During cellular stress, defective mitochondria can be released without being covered like in apoptotic or mitoapoptotic bodies and being naked promoting the immune response and inflammation [ 1777185 ]. TNTs are produced by the outgrowth of filopodia-like cell membrane protrusions that connect with the target cell. The membrane from each cell extends to fuse together, thereby forming a tightly connected bridge which is independent from any substrate [ 22 ].

TNTs contain a skeleton mainly composed of F-actin and transport proteins like MIRO1 that facilitate the active transfer of cargo and mitochondria along these structures [ 58 ].

TNTs were first described in rat-cultured pheochromocytoma PC12 cells [ 6 ], and subsequent studies have shown that they connect a wide variety of cell types. These studies provide more evidence that TNTs are involved in mitochondrial transport between cells, the repair of cell damage, the activation of enhanced immune responses, and cell metabolic reprogramming [ 58336165 ]. The directionality of the transport of intracellular material and mitochondria through the TNTs is not fully understood.

It is important to define what factors promote the donation of material and their effects on the recipient cells. Stressed hippocampal neurons and astrocytes initiated the formation of TNTs after p53 activation. This signaling pathway triggered caspase 3, which decreased S100A4 in injured cells and caused cells with a high level of S100A4 to become receptor cells [ 66 ].

By these results, the authors proposed that damaged cells need to transfer cellular contents to healthy ones, in a process related to the spread of danger signals but no insights about mitochondrial participation were given. In contrast, Spees et al. Bidirectional transport of mitochondria is also plausible as it was observed between malignant mesothelioma cells. These cells produce more TNTs than normal mesothelioma cells, but interestingly, their proliferation was inversely correlated with TNT formation during their culture in low serum, hyperglycemic, acidic growth medium [ 69 ].

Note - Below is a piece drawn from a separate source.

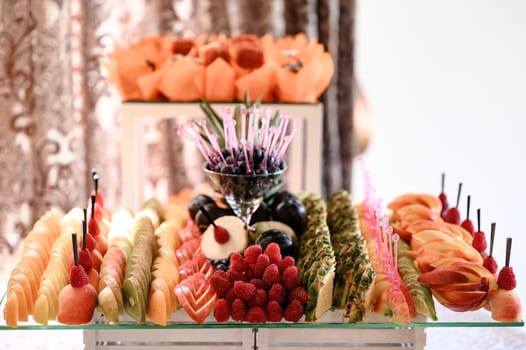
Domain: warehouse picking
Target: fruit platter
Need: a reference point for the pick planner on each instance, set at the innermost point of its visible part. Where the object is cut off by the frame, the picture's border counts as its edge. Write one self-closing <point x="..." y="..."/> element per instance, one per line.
<point x="243" y="251"/>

These represent just a few examples of the extensive literature about the exchange of intracellular material and mitochondria and its directionality. Yet, mitochondrial transport is not fully understood. For example, the field still needs to define the cell types that produce TNTs and deliver cargo to recipient cells [ 68 ]. The determination of the directionality of and conditions necessary for mitochondria transfer between different cells is essential to understanding the potential role of this process in helping cells exposed to stress or during the transmission of danger warning signals among cells.

Another important question that still remains unanswered is the the ethics and challenges on the future advances in xenogenic studies in the united states why MSCs have a greater propensity to form TNTs compared with other cells. Many groups of researchers that use lung disease models have corroborated that mitochondria can be transferred to other cells in vivo. The delivery of mitochondria into injured cells increased ATP levels which in turn maintained cellular bioenergetics and recovered epithelium functions.

A follow-up study in lung disease models rotenone-induced lung injury and allergen-induced asthma contributed to the understanding of the mechanisms involved in mitochondrial transfer through nanotubes, confirmed the protective effect of mitochondrial donation, and revealed a Miro1-regulated mitochondrial movement from MSC to damaged recipient epithelial lung cells [ 58 ].